ただ、どうしてそんなことをする必要があるのかわからない。
「理由を聞かれても、私が困るわよ」
考えていたことがわかったかのように、メルヴァイナが牽制してくる。
メルヴァイナも魔王の元、捕らわれていたと聞いている。同じようにされていて、不思議はない。
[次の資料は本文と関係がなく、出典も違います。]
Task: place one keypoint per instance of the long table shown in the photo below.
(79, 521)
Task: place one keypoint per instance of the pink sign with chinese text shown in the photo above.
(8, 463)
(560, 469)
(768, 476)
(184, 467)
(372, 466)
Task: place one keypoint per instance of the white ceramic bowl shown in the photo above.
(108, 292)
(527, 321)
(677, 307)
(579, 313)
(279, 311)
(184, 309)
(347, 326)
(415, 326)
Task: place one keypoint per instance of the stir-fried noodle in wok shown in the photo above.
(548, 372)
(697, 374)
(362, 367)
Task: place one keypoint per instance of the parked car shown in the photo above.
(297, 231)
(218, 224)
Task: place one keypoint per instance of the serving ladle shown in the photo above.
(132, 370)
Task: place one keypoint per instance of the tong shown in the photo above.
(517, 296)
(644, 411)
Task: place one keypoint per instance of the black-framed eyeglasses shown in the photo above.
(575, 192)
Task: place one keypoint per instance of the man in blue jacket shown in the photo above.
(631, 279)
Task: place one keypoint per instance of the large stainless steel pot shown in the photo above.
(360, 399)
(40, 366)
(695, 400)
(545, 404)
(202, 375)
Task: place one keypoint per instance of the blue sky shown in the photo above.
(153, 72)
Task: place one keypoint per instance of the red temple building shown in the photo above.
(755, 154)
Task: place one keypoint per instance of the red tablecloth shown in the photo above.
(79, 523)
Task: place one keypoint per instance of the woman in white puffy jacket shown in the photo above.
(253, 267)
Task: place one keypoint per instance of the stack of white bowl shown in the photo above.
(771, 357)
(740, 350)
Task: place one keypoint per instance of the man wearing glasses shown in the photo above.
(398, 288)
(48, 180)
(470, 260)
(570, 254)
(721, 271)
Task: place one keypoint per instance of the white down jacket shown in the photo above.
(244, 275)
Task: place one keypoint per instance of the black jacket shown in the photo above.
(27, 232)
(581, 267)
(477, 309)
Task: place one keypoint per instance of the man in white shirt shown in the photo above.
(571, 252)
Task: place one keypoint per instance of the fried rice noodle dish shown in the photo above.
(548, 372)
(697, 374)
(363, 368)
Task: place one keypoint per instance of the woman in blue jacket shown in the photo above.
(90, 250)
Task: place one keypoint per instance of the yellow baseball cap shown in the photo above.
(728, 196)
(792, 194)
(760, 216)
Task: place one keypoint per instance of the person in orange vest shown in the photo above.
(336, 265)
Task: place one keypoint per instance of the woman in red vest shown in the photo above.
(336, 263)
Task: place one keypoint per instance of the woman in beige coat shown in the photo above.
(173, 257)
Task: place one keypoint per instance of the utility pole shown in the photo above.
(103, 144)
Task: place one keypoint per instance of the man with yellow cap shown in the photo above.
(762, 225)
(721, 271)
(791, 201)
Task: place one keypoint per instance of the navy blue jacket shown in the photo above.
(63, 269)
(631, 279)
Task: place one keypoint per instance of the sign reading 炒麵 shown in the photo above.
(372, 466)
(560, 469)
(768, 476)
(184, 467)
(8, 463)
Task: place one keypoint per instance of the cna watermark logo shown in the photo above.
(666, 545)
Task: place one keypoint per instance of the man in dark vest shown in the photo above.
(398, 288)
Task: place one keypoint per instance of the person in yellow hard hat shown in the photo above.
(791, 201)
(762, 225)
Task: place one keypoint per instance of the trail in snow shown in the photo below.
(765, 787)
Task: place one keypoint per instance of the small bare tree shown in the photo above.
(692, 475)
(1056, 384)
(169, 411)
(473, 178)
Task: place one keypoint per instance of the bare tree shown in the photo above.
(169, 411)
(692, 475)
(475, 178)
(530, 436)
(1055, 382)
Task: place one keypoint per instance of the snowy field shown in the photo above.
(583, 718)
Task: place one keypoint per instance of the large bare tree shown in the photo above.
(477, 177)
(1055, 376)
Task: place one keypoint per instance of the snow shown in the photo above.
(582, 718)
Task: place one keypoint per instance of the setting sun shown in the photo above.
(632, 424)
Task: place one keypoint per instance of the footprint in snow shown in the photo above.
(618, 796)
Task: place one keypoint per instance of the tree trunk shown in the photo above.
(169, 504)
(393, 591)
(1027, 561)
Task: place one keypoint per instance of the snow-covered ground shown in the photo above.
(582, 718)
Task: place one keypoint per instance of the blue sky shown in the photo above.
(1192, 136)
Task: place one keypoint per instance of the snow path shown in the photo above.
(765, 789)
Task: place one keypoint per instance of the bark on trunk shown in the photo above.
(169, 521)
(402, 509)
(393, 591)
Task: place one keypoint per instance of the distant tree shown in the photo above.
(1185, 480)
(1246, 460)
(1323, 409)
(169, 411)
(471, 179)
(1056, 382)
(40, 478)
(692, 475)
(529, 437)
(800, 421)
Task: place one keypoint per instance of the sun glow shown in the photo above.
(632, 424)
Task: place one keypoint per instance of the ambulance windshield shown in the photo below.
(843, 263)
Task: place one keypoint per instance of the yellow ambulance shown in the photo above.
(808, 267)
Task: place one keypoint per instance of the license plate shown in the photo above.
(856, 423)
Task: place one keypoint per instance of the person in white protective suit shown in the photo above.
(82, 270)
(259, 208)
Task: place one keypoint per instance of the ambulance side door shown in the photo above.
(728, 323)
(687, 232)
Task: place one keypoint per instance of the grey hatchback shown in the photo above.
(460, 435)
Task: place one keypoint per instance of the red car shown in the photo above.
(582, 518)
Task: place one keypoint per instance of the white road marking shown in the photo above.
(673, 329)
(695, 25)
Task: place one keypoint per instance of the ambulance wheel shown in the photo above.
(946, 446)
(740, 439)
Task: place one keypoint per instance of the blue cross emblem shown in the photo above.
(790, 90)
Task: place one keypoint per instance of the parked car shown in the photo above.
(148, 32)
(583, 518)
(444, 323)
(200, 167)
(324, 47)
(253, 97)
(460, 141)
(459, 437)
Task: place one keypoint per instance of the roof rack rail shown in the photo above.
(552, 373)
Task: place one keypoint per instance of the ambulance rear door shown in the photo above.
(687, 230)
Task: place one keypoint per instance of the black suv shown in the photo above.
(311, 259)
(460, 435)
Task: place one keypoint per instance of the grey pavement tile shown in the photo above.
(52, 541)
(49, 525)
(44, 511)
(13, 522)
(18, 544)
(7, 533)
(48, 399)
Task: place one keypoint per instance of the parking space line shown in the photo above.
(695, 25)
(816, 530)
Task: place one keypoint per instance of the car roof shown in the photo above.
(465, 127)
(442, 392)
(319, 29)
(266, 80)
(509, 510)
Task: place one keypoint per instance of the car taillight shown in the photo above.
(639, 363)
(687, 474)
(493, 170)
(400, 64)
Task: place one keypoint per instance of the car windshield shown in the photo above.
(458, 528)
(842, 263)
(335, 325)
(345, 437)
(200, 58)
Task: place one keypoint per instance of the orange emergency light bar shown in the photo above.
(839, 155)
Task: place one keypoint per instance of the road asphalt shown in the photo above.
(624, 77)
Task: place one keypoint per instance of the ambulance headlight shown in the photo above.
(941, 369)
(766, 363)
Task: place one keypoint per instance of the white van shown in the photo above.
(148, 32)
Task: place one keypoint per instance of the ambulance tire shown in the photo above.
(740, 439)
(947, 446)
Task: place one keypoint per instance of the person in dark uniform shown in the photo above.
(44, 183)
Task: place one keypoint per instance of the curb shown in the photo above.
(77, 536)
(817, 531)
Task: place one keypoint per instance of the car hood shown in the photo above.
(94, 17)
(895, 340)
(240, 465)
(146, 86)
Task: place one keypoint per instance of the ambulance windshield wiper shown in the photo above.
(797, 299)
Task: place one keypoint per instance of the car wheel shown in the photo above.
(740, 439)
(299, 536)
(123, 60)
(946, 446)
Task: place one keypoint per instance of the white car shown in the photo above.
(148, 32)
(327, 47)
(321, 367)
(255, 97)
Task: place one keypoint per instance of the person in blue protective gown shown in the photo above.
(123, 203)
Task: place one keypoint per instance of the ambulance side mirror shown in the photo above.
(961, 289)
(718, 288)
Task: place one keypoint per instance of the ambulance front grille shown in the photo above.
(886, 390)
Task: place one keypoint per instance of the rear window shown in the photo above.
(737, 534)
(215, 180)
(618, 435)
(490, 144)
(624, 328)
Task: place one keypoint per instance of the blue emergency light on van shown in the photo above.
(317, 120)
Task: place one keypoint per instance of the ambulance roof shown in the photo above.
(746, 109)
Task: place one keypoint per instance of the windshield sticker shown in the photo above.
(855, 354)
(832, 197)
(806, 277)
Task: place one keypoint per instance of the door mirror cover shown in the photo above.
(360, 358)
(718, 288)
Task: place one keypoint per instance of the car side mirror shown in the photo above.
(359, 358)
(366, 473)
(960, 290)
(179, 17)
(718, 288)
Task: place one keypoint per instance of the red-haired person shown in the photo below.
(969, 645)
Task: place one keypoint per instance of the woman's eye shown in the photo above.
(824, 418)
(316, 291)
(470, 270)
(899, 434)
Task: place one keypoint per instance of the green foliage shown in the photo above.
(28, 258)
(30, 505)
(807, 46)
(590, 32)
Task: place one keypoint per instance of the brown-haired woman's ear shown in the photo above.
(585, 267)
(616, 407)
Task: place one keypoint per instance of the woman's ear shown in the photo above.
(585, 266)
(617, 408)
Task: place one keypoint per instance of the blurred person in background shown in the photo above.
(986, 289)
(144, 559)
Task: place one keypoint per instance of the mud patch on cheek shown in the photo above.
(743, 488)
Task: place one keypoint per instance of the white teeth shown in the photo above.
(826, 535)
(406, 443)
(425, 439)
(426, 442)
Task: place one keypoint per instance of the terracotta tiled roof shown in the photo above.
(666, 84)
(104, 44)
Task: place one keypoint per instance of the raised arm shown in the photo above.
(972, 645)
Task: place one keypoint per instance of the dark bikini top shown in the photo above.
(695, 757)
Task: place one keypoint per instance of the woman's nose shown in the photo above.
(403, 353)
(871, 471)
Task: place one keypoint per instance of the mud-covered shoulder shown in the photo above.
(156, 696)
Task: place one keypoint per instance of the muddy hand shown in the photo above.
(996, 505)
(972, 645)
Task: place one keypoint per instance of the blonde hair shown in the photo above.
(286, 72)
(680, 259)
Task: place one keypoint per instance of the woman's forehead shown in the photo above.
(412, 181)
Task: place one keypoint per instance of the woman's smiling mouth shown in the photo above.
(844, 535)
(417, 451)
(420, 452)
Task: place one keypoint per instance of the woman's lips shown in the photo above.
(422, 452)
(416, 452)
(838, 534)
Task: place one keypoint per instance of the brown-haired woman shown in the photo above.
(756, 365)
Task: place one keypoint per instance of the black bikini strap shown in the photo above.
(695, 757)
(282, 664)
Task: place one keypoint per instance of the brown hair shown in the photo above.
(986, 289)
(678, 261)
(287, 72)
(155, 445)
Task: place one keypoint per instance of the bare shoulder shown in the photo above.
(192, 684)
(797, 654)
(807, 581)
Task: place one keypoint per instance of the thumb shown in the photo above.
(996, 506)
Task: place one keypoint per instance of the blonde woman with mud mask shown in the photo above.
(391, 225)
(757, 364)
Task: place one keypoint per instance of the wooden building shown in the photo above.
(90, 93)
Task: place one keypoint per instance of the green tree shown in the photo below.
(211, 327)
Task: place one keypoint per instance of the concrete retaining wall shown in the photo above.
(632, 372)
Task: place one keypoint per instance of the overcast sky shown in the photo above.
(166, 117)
「わかりました。それで、いつ、これを外してくださるんでしょうか」
僕は手枷を台に打ち付けた。
「そうそう、あなたの拘束を解きに来たのよね。待っていて」
メルヴァイナは手早く、両手両足の枷を外していく。
手足が自由になり、起き上がると、自分で目隠しを取った。
傍にはメルヴァイナ一人。他には誰もいない。
これまでと違い、橙色の明かりが灯っているが、全体的に薄暗い。
壁には拷問具らしきものが飾られている。
部屋の中央に、僕が寝かされていた台がある。
「これを着るといいわ」
メルヴァイナが服を投げて寄越す。
ほぼ、黒い服だ。
メルヴァイナも露出が高いのは相変わらずだが、彼女の着ている服も黒だ。
勿論、着ない訳にはいかない。
服を着ると、魔王の配下にでもなった気分だ。
「不満そうねぇ。しょうがないでしょう? あなたの着ていた服はもう、着られないんだから。用意しておいてあげただけ、感謝してよ。それとも、何も着ない方がいいなら、それでもいいけど」
「いえ、これで構いません。感謝します」
当然、この服はこの城のどこかにあったものなのだろう。
「じゃあ、これを被るといいわ。その服が恥ずかしいなら、顔を隠しておけばいいのよ」
メルヴァイナは黒い兜を僕に放り投げた。
「そういう問題ではないのですが」
とりあえずはその兜を受け取る。
「文句は言わないの。起きたのなら、行くわよ」
開いたままになっている扉を出ていくメルヴァイナについて行った。